His left arm was useless, the collarbone most certainly broken, the bone already popping in his shoulder. He reached back for his pistol, saw Valencia lying on the ground clutching a gunshot wound at his hip, saw Hamid and Delgado darting off for the APC, as a fresh wave of gunfire began shredding the hut above him.
After stealing a quick breath, he pulled himself up on one elbow and tried to crawl forward. Nothing. He tried again with everything he had. Cursed. Tried again.
Damn it. He would not be killed by this hybrid half-assed army. They didn’t deserve a prize like him, these amateur bastards. They’d hardly earned his respect. He drove his elbow deeper into the sand and groaned, just as a round pinged off his helmet.
It was a Sunday afternoon, and Ross was home in Virginia Beach for two weeks of R & R. Wendy had gone out to Target with her friends to buy something for a baby shower happening the following week, and she’d warned him twice to keep an eye on the boys, and he’d sworn he would.
‘Dad? It’s so hot outside. Can you shoot us with the hose?’
Jonathan and his little buddy Marcus were running around on the front lawn, playing catch with a Nerf football, but they were sweating bullets and needed to cool off.

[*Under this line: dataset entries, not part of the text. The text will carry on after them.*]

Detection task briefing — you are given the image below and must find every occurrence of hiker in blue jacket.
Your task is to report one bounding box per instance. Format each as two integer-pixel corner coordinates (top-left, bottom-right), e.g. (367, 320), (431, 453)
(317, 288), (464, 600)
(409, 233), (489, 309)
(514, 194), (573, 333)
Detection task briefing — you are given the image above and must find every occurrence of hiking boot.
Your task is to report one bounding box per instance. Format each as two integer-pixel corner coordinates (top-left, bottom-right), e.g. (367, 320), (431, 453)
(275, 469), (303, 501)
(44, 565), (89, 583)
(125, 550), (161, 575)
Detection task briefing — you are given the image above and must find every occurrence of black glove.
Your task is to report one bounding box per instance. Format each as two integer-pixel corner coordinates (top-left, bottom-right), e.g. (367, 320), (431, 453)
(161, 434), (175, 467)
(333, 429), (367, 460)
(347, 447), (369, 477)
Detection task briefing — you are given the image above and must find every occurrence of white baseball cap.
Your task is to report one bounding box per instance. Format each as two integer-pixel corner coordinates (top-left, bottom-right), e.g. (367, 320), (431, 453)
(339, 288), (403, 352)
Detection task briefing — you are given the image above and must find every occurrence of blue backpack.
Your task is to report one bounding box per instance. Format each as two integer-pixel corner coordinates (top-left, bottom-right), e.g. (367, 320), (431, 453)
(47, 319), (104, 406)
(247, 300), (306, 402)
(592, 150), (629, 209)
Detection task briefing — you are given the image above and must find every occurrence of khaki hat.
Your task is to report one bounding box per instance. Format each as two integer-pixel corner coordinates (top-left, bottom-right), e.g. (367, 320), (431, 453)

Ross had argued against the pool, citing the initial expense, high maintenance costs, and trying to joke that he didn’t want his wife fraternizing with the pool boy while he was on the other side the world.
The boys would’ve been in that pool on a day like that. On 14 August.
‘Okay, guys, give me a minute. I’ll go get the hose.’
Backhanding sweat from his brow, Ross padded across the lawn, opened the gate, then crossed the backyard patio to unscrew the hose from the spigot.
He was gone all of twenty seconds, and since then he’d counted and recounted every one of them, each seeming to strip a year off his life.
Although he never heard their conversation, Marcus conveyed it later on, how he’d thrown the ball too hard, how it’d gone over Jonathan’s head and Jonathan had said he’d get it. He hadn’t even looked as he’d run into the street.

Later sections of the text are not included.